Eventually, Hoffmeyer patrolled the blue line for the Devils in the mid-1980s, but after a knee injury forced him into retirement, he accepted a job as the Devils' advance scout in Oct. 1985. He later spent time as an assistant coach with New Jersey and their minor-league affiliate in Utica. He briefly left to coach his junior team, the Saskatoon Blades, at the end of the 1990-91 season, and then took a head coaching position with the Kalamazoo Wings.
Hoffmeyer returned to the New Jersey organization as the team's pro scout in the mid-1990s and he has been in that role since.
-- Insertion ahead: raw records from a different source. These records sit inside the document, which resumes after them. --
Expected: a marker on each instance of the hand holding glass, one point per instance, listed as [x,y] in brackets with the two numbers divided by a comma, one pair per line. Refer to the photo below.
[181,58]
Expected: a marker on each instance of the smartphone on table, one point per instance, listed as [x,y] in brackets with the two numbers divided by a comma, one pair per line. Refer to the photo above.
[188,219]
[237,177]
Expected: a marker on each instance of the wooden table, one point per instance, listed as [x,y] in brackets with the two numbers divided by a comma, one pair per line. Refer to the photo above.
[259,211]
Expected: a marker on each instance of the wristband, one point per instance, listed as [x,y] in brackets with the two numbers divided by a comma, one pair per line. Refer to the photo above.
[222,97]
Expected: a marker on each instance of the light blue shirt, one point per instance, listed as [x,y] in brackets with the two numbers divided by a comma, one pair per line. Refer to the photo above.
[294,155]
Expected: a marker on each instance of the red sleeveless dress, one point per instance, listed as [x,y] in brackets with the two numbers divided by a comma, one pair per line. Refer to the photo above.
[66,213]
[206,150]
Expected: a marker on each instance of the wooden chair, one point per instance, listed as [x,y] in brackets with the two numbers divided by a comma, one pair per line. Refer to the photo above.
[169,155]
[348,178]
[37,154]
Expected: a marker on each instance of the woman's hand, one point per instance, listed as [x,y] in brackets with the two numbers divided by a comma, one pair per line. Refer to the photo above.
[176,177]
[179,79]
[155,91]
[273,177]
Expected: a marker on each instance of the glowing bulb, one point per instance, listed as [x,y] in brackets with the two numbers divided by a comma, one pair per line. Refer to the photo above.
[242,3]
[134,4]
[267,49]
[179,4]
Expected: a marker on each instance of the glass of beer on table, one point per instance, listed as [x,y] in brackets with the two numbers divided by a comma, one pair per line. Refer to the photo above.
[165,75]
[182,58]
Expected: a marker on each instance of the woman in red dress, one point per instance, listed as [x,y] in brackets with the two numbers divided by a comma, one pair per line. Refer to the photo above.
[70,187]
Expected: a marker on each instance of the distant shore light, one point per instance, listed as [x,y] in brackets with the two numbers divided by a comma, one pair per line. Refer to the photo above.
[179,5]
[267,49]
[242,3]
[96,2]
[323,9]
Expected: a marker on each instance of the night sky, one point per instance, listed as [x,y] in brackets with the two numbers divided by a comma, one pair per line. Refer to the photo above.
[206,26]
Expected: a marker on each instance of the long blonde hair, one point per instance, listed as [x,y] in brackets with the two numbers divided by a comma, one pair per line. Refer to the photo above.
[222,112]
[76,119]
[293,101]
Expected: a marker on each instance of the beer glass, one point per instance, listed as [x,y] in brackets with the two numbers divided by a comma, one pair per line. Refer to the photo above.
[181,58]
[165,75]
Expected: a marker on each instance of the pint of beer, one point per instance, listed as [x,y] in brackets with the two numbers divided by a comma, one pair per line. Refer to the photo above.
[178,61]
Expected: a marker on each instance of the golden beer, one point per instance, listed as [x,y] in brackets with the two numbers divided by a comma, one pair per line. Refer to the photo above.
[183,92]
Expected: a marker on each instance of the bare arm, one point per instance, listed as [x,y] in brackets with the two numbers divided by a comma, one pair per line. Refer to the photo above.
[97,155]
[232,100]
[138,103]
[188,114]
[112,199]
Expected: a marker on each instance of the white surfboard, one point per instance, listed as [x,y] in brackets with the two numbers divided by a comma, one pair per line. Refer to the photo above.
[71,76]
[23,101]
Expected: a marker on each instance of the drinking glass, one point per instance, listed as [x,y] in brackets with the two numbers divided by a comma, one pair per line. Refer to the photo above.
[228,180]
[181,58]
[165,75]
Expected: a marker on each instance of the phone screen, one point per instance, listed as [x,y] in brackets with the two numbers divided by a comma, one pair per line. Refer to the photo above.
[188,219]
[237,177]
Although, we should mention that he came out of retirement to play for the Devils' AHL affiliate a decade after his last pro game.
The Albany River Rats were in Cornwall on March 14, 1996, and Hoffmeyer was in the area to check in on the Devils prospects. But after an afternoon spent at the hotel working on his reports and a trip through the Burger King drive-thru to fuel up before the game he was about to scout, he got a surprise when he got to the rink. The River Rats had lost some players to injury and to call-ups.
"I ordered the biggest Whopper they had and I was still wiping the grease off my chin when I was walking across the parking lot," Hoffmeyer recalled. "I visited the dressing room, and one of the guys said 'there's our extra defenceman.'
"When I was told they were short, I went to find [River Rats head coach] Robbie Ftorek. He was up on the concourse taking his usually nightly walk to sort out his thoughts. Robbie phoned Lou on a pay phone to see if it was all right for me to play. Lou said 'I guess so,' and Robbie hung up before Lou could change his mind."
By the time Hoffmeyer went through the players' extra equipment to find some stuff he could use, he made it out on to the ice for the final five minutes of warm-up. "That's all I needed. I didn't want to peak too early," he said.
The River Rats lost 7-0 that evening, but Hoffmeyer, at age 40, only was a minus-one. He asked Ftorek afterwards if he wanted to use him again in the next game. But the high-strung Ftorek didn't answer as he boarded the bus.
It was back to scouting for good for Hoffmeyer.